Nonperforming commercial real estate loans increased by $543 million, or 9%, between June 30 of 2002 and June 30 of 2003, reaching a total of $6.5 billion at that time across the entire banking industry. Problem commercial real estate loans account for 10% of all nonperforming loans industrywide.
Melissa Gannon, vice president of Weiss Ratings, said high interest margins from falling interest rates during the past few years have put the banking industry on solid financial footing. And with the stock market improving, banks are making additional gains through the sale of investment products.

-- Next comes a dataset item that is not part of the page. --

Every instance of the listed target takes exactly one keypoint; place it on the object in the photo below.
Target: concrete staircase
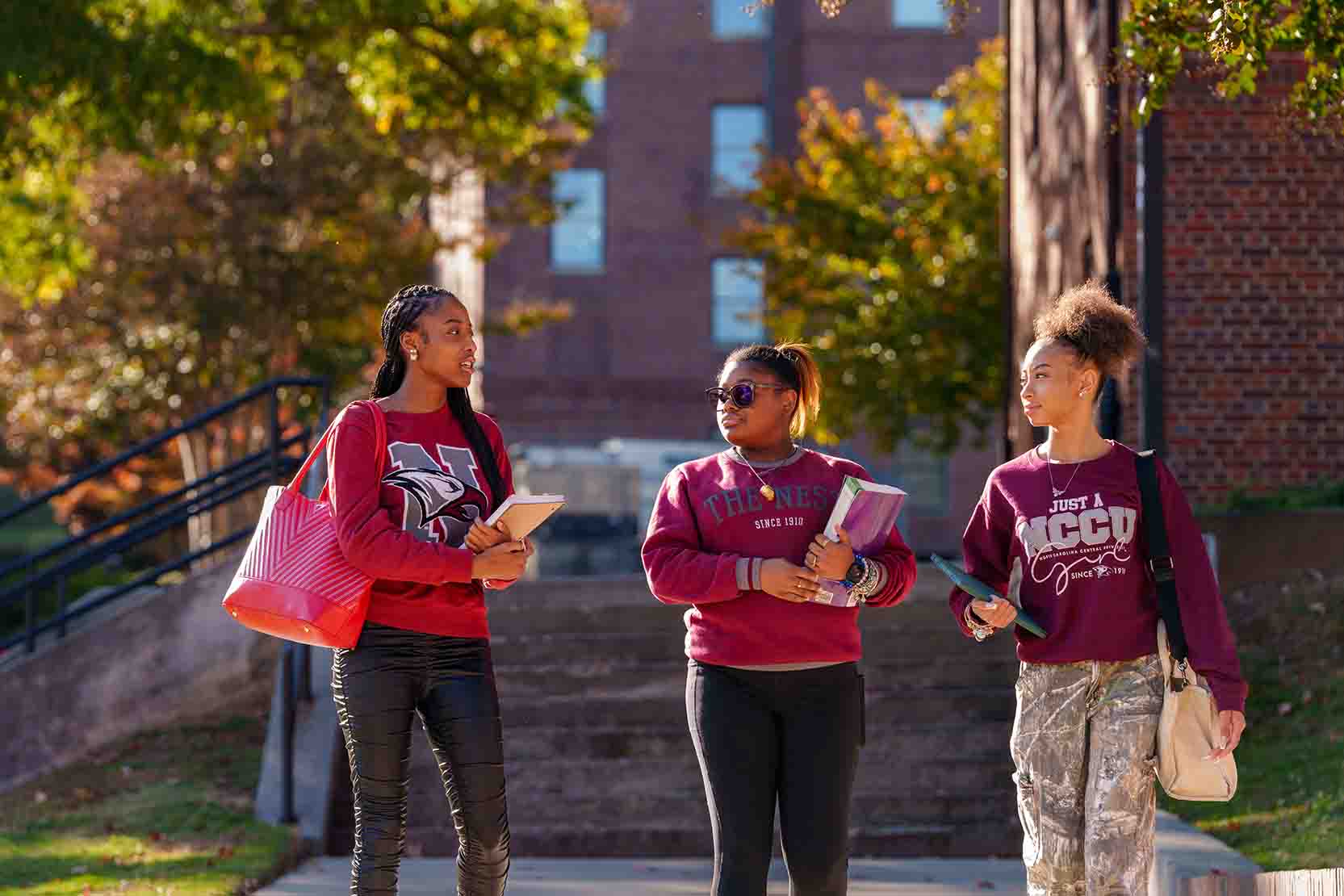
(592, 679)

Ms. Gannon told MSN that the volume of nonperforming loans has declined on a year-to-year basis for three quarters, reflecting a strengthening economy.
"It's definitely the beginning of a trend. Whether that's a long-term trend, I'm not prepared to say."
But commercial real estate loans remain an area of concern because of high vacancy rates, she said. And overcapacity may slow a recovery for commercial real estate sector.
"I think that particular sector is going to continue to decline," she said. But overall, she said the bank and thrift industry is in good health, with record profits and stronger levels of capitalization compared to a year ago.